Espero verles por aquí.

20 de agosto de 2008

Trato hecho

Hoy les invito a que lean esta noticia publicada por La Opinión de Tenerife. Fíjense, sobre todo, en el último párrafo. Así que las productoras van a reclamar judicialmente alegando un "contrato verbal vinculante". Pues muy bien. Ya les puedo avisar que es dinero y tiempo malgastado. Y ni siquiera tengo que consultar ley alguna. Les explico (y para ello sí acudo a la ley).

Cualquier estudiante de tercero de Derecho debe tener claro ya que los contratos firmados con un ente público, una Administración pública, tiene que ser, siempre, por escrito. No cabe en el ámbito administrativo, salvo excepciones (casos de emergencia), los contratos verbales. Lo deja claro la Ley de Contratos del Sector Público (LCSP) en su artículo 28: "Los entes, organismos y entidades del sector público no podrán contratar verbalmente". Y dado que algunos actos se estaban organizando desde el mes de febrero, según el mismo artículo, resultaría un poco extraño alegar emergencia. Es más, acudiendo al artículo 97 LCSP, se descubre los casos en que cabe la tramitación de emergencia: "Cuando la Administración tenga que actuar de manera inmediata a causa de acontecimientos catastróficos, de situaciones que supongan grave peligro o de necesidades que afecten a la defensa nacional". Sólo en estos casos cabe la tramitación de urgencia y estarán de acuerdo conmigo que la celebración de unas fiestas locales no es un acontecimiento catastrófico (aunque algunas lo parezcan) ni suponen grave peligro ni afectan a la defensa nacional.

Queda claro, pues, que no era posible la tramitación verbal de emergencia y era necesaria la celebración de un contrato por escrito con los correspondientes trámites formales.

Espero verles por aquí.

19 de agosto de 2008

Independencia judicial

Leo esta mañana en elpais.com esta noticia sobre los vetos con que se amenazan PSOE y PP a la hora de elegir candidatos para el Consejo General del Poder Judicial (CGPJ) y Tribunal Constitucional.

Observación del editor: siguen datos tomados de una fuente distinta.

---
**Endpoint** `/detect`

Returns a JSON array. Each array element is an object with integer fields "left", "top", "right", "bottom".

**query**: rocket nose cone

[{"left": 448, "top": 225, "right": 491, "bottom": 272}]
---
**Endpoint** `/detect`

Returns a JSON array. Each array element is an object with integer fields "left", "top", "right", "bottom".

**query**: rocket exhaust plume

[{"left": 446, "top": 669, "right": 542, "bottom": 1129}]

En los comentarios, como siempre que se habla de la designación de nuevos miembros para estas instituciones, no falta quien reclama más independencia para el poder judicial y se horroriza ante la idea de que sean los partidos políticos quienes elijan a los miembros del CGPJ y Tribunal Constitucional. Aprovecho esta situación para hablarles de qué es la independencia del Poder judicial.

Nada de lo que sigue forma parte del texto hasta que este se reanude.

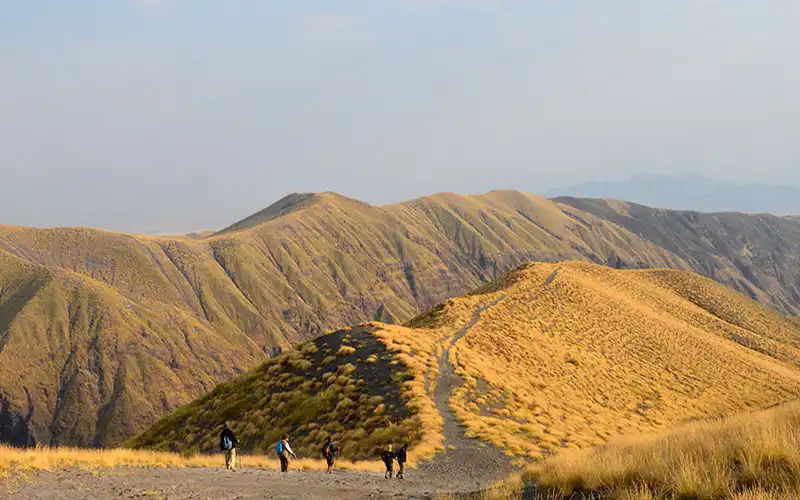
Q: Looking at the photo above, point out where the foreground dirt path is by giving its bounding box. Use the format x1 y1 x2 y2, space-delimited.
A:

La independencia del Poder judicial se proclama en el artículo 117.1 de la Constitución. El problema es que una interpretación literal del precepto no deja claro en qué consiste dicha independencia por lo que habrá que acudir a la interpretación jurídica.

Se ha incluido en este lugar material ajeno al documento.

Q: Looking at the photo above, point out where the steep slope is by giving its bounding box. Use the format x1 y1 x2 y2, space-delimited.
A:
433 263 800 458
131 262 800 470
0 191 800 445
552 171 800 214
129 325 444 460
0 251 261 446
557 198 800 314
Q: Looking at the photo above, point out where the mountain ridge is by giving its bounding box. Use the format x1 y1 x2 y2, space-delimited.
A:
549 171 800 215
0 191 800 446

En primer lugar, el juez debe ser independiente respecto a las partes procesales y del objeto del litigio, es decir, no debe tener relación o vinculación con las partes que intervienen en el litigio, ni tener interés personal o vinculación respecto del objeto. Esta clase de independencia se garantiza a través de dos figuras: la abstención, en la cual el propio juez o magistrado renuncia a conocer del caso concreto; y la recusación, en la cual alguna de las partes pide que el juez abandone el proceso. Para evitar que estas medidas se conviertan en instrumentos para alargar innecesariamente el proceso, las causas que permitan invocarlas se encuentran tasadas en el artículo 219 de la Ley Orgánica del Poder Judicial (LOPJ).

Los jueces también son independientes frente a sus superiores; no hay una relación jerárquica entre jueces y magistrados a la hora de conocer de un determinado proceso. Para garantizar esta clase de independencia, el artículo 12 LOPJ prohibe a los órganos superiores dirigir a los inferiores instrucciones, órdenes o censuras sobre la interpretación o aplicación del Derecho. Asimismo, es una garantía de independencia la inamovilidad de jueces y magistrados que, según el artículo 117.2 de la Constitución, consiste en que "no podrán ser separados, suspendidos, trasladados ni jubilados, sino por alguna de las causas y con las garantías previstas en la ley".

Los jueces deben ser independientes frente a la sociedad. Para ello, los jueces se someten a un estatuto, también previsto por la LOPJ, que tiene como finalidad garantizar la imparcialidad de los jueces y su capacidad técnico-jurídica. Esta clase de independencia, ha quedado dañada con la despenalización del delito de "desacato" por el Código penal de 1995, lo que conlleva que se pueda atacar impunemente la independencia judicial a través de campañas mediáticas.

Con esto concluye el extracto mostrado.